Find the longest common starting substring in a se-第4页回答

This is a challenge to come up with the most elegant JavaScript, Ruby or other solution to a relatively trivial problem.

This problem is a more specific case of the Longest common substring problem. I need to only find the longest common starting substring in an array. This greatly simplifies the problem.

For example, the longest substring in [interspecies, interstelar, interstate] is "inters". However, I don't need to find "ific" in [specifics, terrific].

I've solved the problem by quickly coding up a solution in JavaScript as a part of my answer about shell-like tab-completion (test page here). Here is that solution, slightly tweaked:

function common_substring(data) {
  var i, ch, memo, idx = 0
  do {
    memo = null
    for (i=0; i < data.length; i++) {
      ch = data[i].charAt(idx)
      if (!ch) break
      if (!memo) memo = ch
      else if (ch != memo) break
    }
  } while (i == data.length && idx < data.length && ++idx)

  return (data[0] || '').slice(0, idx)
}

This code is available in this Gist along with a similar solution in Ruby. You can clone the gist as a git repo to try it out:

$ git clone git://gist.github.com/257891.git substring-challenge

I'm not very happy with those solutions. I have a feeling they might be solved with more elegance and less execution complexity—that's why I'm posting this challenge.

I'm going to accept as an answer the solution I find the most elegant or concise.

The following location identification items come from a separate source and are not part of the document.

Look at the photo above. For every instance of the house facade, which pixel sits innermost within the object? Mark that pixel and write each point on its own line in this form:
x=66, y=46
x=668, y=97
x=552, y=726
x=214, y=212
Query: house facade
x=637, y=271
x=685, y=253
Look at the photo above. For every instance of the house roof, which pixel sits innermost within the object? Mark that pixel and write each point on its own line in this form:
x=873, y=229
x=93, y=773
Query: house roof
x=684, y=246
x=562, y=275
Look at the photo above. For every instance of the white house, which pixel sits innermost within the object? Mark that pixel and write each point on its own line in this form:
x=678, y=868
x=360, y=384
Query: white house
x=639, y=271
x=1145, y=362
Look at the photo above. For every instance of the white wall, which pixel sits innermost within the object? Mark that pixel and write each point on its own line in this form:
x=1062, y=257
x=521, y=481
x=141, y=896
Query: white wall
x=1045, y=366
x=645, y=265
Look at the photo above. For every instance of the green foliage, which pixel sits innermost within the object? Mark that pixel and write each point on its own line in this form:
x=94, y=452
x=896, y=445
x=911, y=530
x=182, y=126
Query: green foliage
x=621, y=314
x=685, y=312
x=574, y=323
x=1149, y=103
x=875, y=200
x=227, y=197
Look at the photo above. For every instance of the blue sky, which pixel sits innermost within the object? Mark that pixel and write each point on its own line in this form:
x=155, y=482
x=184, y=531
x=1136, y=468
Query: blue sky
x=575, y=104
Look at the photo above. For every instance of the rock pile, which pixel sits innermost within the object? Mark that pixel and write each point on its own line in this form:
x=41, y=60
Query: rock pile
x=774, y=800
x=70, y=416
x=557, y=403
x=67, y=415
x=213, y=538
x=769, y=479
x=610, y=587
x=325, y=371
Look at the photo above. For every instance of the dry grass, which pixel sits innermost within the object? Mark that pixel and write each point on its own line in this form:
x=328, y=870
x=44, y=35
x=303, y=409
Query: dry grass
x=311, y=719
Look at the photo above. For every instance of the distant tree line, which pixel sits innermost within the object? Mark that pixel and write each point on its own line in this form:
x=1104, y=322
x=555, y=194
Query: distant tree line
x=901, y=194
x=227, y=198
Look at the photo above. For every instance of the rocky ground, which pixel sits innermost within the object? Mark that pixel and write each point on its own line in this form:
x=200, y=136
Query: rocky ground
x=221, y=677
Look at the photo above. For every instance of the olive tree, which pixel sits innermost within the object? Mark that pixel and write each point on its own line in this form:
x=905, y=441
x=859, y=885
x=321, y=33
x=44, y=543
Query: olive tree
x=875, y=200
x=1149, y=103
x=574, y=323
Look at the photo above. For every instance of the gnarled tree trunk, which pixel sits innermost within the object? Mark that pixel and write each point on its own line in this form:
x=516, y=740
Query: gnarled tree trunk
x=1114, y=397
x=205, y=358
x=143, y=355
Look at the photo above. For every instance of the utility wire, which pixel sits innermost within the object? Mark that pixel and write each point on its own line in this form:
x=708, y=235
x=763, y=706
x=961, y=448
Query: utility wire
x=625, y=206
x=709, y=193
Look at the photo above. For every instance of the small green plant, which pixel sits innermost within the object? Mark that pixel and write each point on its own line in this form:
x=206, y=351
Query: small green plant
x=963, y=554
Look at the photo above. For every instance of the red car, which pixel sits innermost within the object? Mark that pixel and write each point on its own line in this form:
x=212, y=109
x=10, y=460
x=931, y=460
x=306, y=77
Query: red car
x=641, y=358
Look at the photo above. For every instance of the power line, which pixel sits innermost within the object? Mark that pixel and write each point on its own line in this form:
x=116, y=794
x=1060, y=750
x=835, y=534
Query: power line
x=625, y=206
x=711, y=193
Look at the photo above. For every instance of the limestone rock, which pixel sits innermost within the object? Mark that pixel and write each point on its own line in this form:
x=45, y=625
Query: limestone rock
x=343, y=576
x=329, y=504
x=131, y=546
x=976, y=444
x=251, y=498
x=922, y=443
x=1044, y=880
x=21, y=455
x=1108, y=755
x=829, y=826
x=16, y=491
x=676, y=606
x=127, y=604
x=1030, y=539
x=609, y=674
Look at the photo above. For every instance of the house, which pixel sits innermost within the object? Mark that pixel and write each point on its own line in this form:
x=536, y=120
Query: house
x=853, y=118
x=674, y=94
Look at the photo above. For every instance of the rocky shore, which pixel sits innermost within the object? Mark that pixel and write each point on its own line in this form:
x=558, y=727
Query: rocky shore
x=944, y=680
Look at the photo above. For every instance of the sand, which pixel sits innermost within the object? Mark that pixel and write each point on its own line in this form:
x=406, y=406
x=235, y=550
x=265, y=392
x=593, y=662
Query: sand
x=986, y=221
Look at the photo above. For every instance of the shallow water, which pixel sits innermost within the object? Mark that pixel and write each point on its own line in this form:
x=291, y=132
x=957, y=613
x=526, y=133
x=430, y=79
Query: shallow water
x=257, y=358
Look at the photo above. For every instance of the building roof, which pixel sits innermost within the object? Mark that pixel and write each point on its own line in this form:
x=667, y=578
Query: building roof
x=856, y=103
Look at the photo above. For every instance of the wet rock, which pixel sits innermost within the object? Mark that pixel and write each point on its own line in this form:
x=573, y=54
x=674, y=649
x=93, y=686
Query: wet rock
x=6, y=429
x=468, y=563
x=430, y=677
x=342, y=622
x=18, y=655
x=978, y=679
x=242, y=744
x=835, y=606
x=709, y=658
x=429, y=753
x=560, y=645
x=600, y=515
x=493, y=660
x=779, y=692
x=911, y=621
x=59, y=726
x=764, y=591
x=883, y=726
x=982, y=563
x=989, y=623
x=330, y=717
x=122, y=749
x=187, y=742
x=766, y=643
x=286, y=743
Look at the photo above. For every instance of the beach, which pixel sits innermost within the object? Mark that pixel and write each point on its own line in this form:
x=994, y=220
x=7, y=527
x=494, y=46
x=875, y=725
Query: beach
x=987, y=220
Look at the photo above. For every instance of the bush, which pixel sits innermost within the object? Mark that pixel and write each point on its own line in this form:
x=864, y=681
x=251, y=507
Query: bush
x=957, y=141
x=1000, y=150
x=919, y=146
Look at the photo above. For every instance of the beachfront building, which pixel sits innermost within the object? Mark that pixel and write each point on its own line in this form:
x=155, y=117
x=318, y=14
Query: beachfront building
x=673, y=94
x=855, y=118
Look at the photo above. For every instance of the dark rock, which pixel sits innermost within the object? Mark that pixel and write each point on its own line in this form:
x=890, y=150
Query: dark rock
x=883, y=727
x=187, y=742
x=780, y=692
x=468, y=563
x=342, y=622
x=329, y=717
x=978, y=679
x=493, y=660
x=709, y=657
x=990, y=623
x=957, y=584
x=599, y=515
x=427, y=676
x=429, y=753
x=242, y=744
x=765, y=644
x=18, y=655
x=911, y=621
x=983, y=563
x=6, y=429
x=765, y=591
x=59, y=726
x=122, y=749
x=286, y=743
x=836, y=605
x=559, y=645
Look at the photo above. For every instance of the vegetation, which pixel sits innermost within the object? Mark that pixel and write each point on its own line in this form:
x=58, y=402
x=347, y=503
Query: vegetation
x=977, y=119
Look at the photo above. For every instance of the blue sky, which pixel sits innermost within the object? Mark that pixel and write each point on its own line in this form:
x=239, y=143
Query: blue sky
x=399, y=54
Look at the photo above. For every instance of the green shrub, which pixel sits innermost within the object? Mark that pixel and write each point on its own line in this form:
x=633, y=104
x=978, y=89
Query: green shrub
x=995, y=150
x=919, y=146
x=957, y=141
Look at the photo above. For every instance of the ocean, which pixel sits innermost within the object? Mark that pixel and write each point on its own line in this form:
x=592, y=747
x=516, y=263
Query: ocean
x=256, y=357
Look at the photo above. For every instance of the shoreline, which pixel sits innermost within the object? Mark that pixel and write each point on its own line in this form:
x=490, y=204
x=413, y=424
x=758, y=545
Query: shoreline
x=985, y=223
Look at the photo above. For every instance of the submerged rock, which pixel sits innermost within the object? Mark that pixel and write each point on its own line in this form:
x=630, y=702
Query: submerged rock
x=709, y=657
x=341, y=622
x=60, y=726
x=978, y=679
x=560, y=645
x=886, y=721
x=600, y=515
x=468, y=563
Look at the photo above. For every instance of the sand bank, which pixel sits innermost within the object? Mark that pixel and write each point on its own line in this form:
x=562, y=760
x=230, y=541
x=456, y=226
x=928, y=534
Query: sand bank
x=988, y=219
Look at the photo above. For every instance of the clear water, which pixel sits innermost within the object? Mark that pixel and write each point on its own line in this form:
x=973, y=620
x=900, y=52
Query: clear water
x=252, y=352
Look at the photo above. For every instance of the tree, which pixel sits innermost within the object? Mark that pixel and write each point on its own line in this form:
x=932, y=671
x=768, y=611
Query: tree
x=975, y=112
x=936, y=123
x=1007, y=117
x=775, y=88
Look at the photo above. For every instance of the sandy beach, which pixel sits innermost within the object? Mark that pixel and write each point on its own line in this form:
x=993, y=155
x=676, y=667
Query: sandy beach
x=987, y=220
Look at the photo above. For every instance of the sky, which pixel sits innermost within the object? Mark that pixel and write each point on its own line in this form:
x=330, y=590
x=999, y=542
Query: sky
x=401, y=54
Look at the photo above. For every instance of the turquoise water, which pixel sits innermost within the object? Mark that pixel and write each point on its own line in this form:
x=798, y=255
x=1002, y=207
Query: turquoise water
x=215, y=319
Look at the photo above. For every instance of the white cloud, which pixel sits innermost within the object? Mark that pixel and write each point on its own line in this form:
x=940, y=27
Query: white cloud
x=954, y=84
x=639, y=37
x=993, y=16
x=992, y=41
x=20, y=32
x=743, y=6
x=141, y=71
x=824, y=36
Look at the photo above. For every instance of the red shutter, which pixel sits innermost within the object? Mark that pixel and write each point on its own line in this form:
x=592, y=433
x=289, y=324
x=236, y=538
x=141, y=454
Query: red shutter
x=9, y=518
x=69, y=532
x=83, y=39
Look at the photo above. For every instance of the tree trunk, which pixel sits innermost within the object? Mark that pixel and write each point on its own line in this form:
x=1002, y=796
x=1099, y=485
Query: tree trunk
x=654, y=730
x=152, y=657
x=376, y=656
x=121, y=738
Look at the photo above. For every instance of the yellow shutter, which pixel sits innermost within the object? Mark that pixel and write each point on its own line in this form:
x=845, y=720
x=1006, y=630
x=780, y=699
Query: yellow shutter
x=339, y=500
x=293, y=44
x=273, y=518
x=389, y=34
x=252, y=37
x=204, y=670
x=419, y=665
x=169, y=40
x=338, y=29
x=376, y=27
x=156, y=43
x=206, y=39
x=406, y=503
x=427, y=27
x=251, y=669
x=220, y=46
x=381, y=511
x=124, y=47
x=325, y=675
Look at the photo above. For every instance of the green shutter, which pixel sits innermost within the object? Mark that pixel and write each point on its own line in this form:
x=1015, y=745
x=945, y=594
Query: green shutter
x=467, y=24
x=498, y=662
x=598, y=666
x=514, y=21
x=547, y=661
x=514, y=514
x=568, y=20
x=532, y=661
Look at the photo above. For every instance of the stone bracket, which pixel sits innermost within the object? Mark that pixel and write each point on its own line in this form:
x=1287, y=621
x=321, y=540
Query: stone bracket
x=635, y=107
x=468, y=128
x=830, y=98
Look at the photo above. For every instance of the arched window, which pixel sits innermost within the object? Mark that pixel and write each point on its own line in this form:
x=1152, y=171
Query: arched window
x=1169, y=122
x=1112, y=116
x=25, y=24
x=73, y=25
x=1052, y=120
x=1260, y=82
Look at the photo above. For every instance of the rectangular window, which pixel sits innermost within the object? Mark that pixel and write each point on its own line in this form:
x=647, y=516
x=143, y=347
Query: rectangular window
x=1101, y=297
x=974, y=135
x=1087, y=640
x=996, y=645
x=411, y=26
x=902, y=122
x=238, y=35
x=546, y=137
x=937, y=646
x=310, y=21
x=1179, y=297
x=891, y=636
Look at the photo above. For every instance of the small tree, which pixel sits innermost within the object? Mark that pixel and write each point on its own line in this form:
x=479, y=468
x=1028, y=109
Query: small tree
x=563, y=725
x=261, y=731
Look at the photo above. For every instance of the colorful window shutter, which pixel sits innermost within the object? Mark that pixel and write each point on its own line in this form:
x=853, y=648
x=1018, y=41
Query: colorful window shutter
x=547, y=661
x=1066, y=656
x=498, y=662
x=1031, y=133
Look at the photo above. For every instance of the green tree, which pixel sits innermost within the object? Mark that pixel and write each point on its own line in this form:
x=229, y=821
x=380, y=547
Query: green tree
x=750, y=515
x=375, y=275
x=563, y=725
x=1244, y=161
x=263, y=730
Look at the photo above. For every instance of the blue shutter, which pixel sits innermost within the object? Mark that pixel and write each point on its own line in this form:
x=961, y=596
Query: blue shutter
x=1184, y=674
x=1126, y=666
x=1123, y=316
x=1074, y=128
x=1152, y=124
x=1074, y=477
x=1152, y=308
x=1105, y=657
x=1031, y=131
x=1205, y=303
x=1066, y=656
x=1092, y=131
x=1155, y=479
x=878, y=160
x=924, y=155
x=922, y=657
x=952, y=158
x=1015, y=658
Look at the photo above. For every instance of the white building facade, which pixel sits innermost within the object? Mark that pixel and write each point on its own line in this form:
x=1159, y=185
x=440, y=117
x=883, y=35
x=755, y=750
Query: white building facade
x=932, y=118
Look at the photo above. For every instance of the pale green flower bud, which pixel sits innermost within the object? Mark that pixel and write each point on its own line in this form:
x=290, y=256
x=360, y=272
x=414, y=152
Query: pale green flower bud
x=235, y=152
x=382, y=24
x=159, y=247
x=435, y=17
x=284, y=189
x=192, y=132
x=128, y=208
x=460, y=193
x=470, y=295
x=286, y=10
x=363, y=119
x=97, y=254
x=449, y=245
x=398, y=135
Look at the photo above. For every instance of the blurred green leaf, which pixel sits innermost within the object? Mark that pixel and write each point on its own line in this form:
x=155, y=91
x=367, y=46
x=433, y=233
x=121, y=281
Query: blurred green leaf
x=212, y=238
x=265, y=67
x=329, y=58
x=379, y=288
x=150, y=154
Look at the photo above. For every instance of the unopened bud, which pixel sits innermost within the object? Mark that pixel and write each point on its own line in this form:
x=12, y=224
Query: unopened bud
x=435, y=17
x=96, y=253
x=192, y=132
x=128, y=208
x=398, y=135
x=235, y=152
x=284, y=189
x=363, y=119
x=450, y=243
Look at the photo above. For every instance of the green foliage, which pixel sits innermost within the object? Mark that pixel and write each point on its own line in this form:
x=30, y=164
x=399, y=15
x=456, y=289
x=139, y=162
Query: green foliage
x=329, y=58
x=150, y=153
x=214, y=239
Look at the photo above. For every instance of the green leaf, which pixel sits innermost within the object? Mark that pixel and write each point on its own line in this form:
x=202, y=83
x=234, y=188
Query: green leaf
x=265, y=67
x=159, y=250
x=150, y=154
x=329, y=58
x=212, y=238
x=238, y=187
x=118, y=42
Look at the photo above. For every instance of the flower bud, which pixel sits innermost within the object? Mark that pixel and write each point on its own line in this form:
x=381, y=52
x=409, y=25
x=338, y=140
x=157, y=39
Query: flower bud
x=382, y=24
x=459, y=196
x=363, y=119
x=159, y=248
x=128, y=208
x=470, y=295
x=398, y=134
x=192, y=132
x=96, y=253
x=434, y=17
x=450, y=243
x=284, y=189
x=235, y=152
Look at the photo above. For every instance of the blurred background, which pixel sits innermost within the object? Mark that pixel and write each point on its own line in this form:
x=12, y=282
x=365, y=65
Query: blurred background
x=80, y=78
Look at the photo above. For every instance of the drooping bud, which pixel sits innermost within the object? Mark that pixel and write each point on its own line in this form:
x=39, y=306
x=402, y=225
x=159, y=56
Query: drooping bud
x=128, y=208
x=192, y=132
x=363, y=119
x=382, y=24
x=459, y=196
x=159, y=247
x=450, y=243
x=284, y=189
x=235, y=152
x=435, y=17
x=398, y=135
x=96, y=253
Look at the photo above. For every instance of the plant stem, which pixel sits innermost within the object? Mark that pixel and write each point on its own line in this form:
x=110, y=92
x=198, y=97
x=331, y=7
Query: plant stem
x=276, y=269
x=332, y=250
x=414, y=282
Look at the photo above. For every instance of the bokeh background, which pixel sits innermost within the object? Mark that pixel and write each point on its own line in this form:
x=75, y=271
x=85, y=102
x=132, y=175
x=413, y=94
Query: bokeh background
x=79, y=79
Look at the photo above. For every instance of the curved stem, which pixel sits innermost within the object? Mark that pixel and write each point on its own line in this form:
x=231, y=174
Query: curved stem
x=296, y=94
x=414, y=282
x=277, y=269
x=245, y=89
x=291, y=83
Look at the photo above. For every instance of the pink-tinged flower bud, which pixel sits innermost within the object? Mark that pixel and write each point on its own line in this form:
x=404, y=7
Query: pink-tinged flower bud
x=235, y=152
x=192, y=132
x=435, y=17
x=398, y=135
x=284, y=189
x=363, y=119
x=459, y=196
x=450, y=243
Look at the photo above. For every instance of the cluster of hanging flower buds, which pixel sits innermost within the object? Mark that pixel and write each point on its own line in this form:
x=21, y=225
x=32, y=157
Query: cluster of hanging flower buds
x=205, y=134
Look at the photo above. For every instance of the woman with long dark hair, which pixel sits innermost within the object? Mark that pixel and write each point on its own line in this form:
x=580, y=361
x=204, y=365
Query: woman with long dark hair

Here is for instance a crazy Ruby hack I come up with—defining the & operator on String:

# works with Ruby 1.8.7 and above
class String
  def &(other)
    difference = other.to_str.each_char.with_index.find { |ch, idx|
      self[idx].nil? or ch != self[idx].chr
    }
    difference ? self[0, difference.last] : self
  end
end

class Array
  def common_substring
    self.inject(nil) { |memo, str| memo.nil? ? str : memo & str }.to_s
  end
end

Solutions in JavaScript or Ruby are preferred, but you can show off clever solution in other languages as long as you explain what's going on. Only code from standard library please.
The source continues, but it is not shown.